Devised in the late 19th century, the Brompton cocktail underwent various iterations, but largely contained a mix of morphine, heroin, cocaine, chlorpromazine (for nausea) with a final, crucial element of alcohol. The mixture was dispensed to treat those in extreme pain with advanced diseases, tailored to the individual patient by their preference for booze — be it whisky, gin or some other spirit. By the mid 20th century, it had evolved via its adoption at the Royal Brompton Hospital (where it latterly took its name) to be a refined mixture of morphine, cocaine, alcohol and syrup, under the technical name of Haustus E. (Haustus meaning a draught or potion, and E. for elixir).

Melyvn Bragg helps Dennis Potter unscrew his whisky flask containing oral morphine.

This approach to pain relief — analgesics wrapped around socially acceptable rituals like drinking — can be best seen with the last interview with the playwright Dennis Potter. During the South Bank show with Melvyn Bragg, Potter drank oral morphine alongside champagne during the interview — his last — before his death from cancer in 1994. In this case, it is powerful to watch the morphine — a transparent, water-like medicine almost smuggled in a whisky flask — act as a third participant alongside Bragg and Potter, in a riveting conversation about life, work and death. Bragg is at first taken aback at its necessity and continual emergence from the side table, but soon it becomes ordinary and its presence, alongside champagne and cigarettes asks us to accept pain relief as a significant part of the dying experience.

The use of pain relief represents a tangible struggle for balance between comfort and lucidity at the end of life.
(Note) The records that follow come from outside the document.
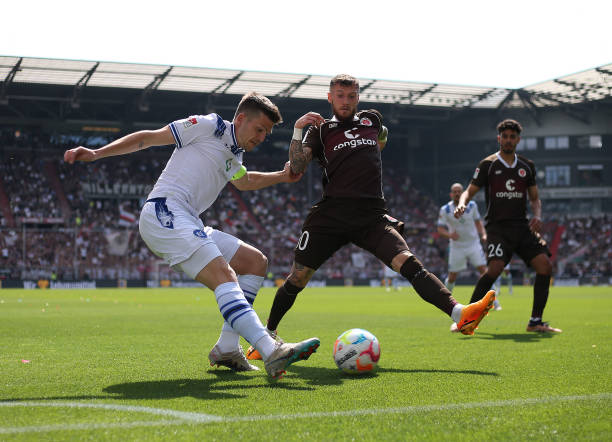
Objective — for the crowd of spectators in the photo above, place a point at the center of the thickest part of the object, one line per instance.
(93, 242)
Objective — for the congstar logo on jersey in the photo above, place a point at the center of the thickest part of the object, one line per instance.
(354, 140)
(511, 193)
(354, 143)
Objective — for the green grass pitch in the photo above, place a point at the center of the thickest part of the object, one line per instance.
(131, 364)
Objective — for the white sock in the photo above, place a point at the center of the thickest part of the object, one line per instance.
(229, 339)
(456, 313)
(238, 313)
(265, 346)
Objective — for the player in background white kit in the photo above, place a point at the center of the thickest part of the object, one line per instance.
(464, 238)
(207, 156)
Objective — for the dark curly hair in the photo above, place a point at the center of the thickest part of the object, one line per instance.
(509, 124)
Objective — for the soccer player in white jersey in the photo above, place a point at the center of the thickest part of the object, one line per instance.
(207, 156)
(464, 236)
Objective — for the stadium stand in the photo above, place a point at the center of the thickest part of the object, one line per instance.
(78, 222)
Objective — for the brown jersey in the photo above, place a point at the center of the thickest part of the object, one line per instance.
(349, 156)
(505, 187)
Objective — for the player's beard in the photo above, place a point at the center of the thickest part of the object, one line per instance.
(339, 118)
(508, 149)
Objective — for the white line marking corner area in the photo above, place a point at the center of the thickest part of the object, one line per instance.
(185, 417)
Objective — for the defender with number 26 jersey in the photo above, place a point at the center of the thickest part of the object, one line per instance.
(505, 187)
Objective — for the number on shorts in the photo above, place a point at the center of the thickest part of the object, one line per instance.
(495, 251)
(303, 242)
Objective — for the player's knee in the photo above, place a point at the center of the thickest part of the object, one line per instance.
(291, 288)
(412, 269)
(261, 264)
(544, 268)
(495, 268)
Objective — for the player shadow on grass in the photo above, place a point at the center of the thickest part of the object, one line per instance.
(226, 385)
(322, 376)
(516, 337)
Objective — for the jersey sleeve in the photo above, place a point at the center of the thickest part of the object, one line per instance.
(476, 214)
(531, 180)
(187, 130)
(481, 174)
(442, 217)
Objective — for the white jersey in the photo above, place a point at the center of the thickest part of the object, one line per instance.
(206, 157)
(464, 226)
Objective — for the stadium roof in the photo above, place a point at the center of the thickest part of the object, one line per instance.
(587, 86)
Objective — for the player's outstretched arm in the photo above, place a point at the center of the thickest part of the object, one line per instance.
(382, 137)
(535, 223)
(464, 199)
(127, 144)
(300, 156)
(259, 180)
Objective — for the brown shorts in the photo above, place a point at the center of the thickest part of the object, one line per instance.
(335, 222)
(503, 240)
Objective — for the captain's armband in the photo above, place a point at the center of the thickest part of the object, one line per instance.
(240, 173)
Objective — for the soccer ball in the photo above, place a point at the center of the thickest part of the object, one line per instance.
(356, 351)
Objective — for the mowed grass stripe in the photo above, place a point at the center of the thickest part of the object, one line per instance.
(198, 418)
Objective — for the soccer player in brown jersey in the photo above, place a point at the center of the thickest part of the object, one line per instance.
(353, 208)
(509, 181)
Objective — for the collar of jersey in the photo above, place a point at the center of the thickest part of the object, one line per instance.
(233, 131)
(506, 164)
(355, 118)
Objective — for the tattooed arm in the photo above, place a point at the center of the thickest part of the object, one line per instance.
(299, 155)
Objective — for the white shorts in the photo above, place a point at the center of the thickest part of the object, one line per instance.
(175, 234)
(458, 257)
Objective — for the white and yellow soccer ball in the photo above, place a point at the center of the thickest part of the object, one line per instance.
(356, 351)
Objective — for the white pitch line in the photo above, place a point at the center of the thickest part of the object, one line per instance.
(184, 415)
(200, 418)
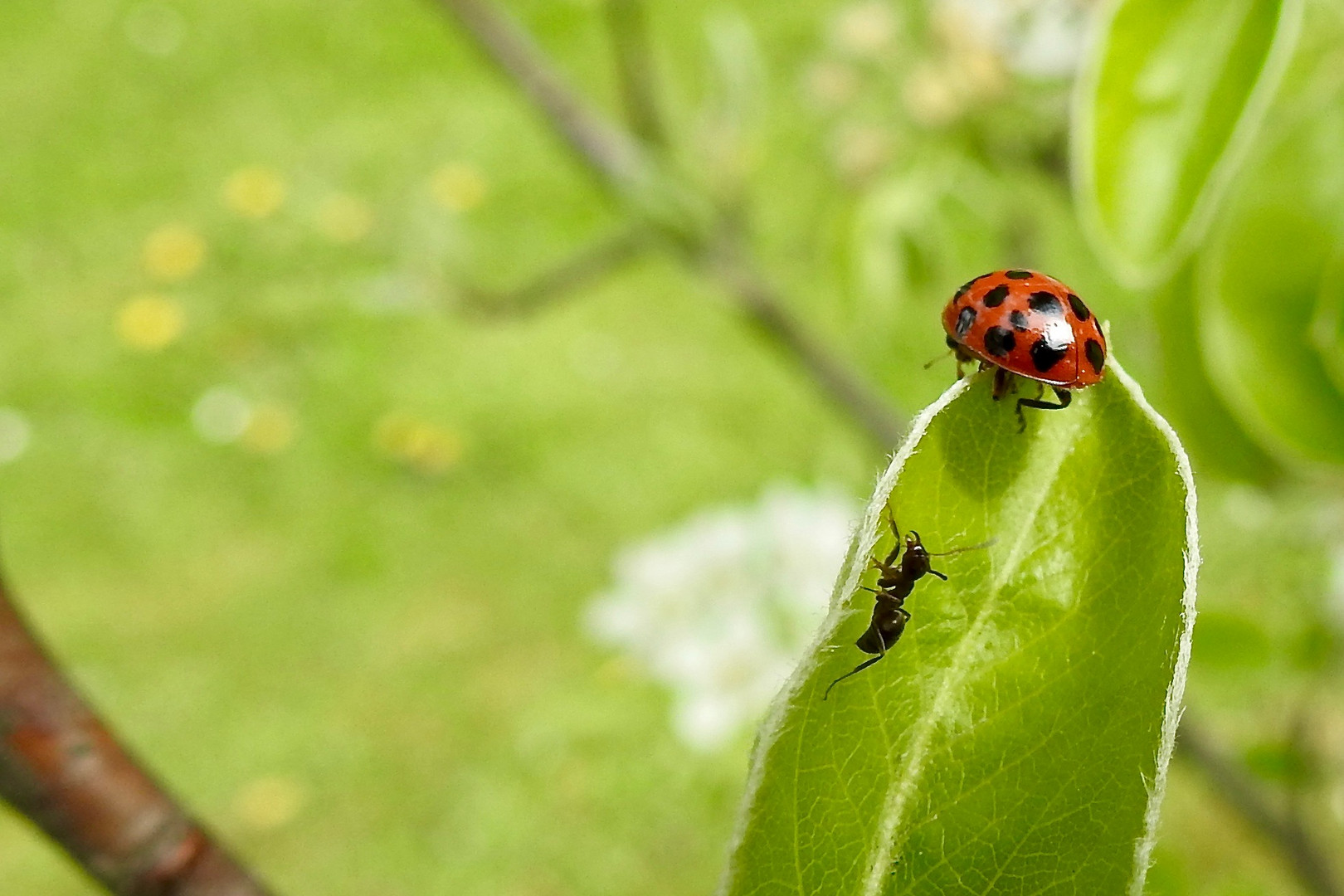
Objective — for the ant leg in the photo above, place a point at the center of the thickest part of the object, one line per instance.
(1064, 398)
(895, 548)
(863, 665)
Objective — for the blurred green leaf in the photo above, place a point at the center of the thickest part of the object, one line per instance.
(1328, 323)
(1231, 640)
(1164, 114)
(1283, 762)
(1209, 429)
(1259, 284)
(1020, 730)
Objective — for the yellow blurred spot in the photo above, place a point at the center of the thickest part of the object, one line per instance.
(830, 85)
(932, 95)
(268, 804)
(149, 323)
(173, 253)
(254, 192)
(422, 446)
(864, 28)
(459, 187)
(860, 151)
(344, 219)
(269, 430)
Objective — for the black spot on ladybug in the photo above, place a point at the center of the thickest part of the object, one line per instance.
(995, 297)
(1096, 355)
(999, 342)
(965, 320)
(1045, 303)
(1077, 304)
(1045, 355)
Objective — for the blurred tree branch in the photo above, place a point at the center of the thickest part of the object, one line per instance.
(1283, 829)
(587, 266)
(621, 163)
(628, 22)
(684, 219)
(62, 768)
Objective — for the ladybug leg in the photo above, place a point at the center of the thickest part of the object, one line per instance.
(1003, 379)
(1064, 398)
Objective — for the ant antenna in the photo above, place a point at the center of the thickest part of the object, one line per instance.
(969, 547)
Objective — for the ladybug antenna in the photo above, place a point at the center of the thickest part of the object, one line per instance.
(928, 364)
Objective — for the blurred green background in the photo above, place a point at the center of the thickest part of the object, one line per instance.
(319, 538)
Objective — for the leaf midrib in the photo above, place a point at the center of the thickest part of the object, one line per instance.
(905, 782)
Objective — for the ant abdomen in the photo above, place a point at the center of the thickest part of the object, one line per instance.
(877, 640)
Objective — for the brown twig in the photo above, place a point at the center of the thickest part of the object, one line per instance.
(62, 768)
(598, 143)
(582, 269)
(758, 299)
(608, 149)
(628, 22)
(1305, 859)
(616, 158)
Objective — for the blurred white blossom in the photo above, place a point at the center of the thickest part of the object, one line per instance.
(721, 607)
(221, 416)
(1036, 38)
(15, 434)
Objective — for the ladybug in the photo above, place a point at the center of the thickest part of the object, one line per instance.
(1023, 323)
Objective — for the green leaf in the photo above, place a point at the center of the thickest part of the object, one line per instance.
(1261, 282)
(1016, 739)
(1328, 323)
(1188, 398)
(1174, 93)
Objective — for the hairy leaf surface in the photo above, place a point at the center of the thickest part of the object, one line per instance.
(1175, 91)
(1015, 740)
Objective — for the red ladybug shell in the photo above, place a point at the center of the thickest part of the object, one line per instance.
(1029, 324)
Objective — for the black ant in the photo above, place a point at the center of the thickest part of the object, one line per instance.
(894, 585)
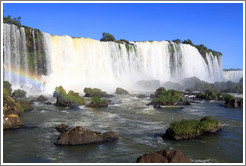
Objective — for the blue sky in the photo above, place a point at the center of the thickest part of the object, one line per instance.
(218, 26)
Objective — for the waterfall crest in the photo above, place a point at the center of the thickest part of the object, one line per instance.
(76, 63)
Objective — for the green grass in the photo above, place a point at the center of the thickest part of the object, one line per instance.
(168, 97)
(71, 96)
(97, 100)
(94, 92)
(193, 127)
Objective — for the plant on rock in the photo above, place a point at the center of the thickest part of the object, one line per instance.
(67, 99)
(187, 129)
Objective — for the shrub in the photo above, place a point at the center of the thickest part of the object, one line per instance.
(168, 97)
(7, 88)
(70, 98)
(19, 93)
(194, 127)
(107, 37)
(89, 92)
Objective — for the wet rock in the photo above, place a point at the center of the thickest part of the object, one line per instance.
(41, 98)
(189, 129)
(48, 103)
(61, 127)
(184, 103)
(120, 91)
(163, 156)
(19, 93)
(79, 136)
(142, 96)
(90, 92)
(149, 84)
(12, 121)
(157, 105)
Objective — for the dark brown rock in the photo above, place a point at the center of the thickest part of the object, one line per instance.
(41, 98)
(120, 91)
(12, 121)
(61, 127)
(164, 156)
(79, 135)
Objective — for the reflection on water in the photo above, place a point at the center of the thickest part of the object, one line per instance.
(137, 125)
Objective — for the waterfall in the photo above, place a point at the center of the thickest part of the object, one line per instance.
(76, 63)
(233, 75)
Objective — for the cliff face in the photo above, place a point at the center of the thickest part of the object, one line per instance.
(78, 62)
The Brompton cocktail however, did not remain a positively viewed element of the dying process. Studies in Canada revealed that a solitary solution of morphine was as effective in providing pain relief as this combination of drugs in a personalised mixture. A single dose of morphine was easy to administer, and it helped accelerate the demise of the cocktail, under the auspices of efficiency. The subsequent removal of the cocktail, a symbolic as much as practical tonic, symbolises our most modern pharmaceutical death. We understand what is the most effective pain relief to administer, and place this second to delivering the most personalised care for the patient.

The use of pain relief represents a tangible struggle for balance between comfort and lucidity at the end of life. The dispensing and administering of pain relief through custom concoctions is a lost art and the systematic coding of pain is in a tangible example of our modern ‘over-medicalised’ death.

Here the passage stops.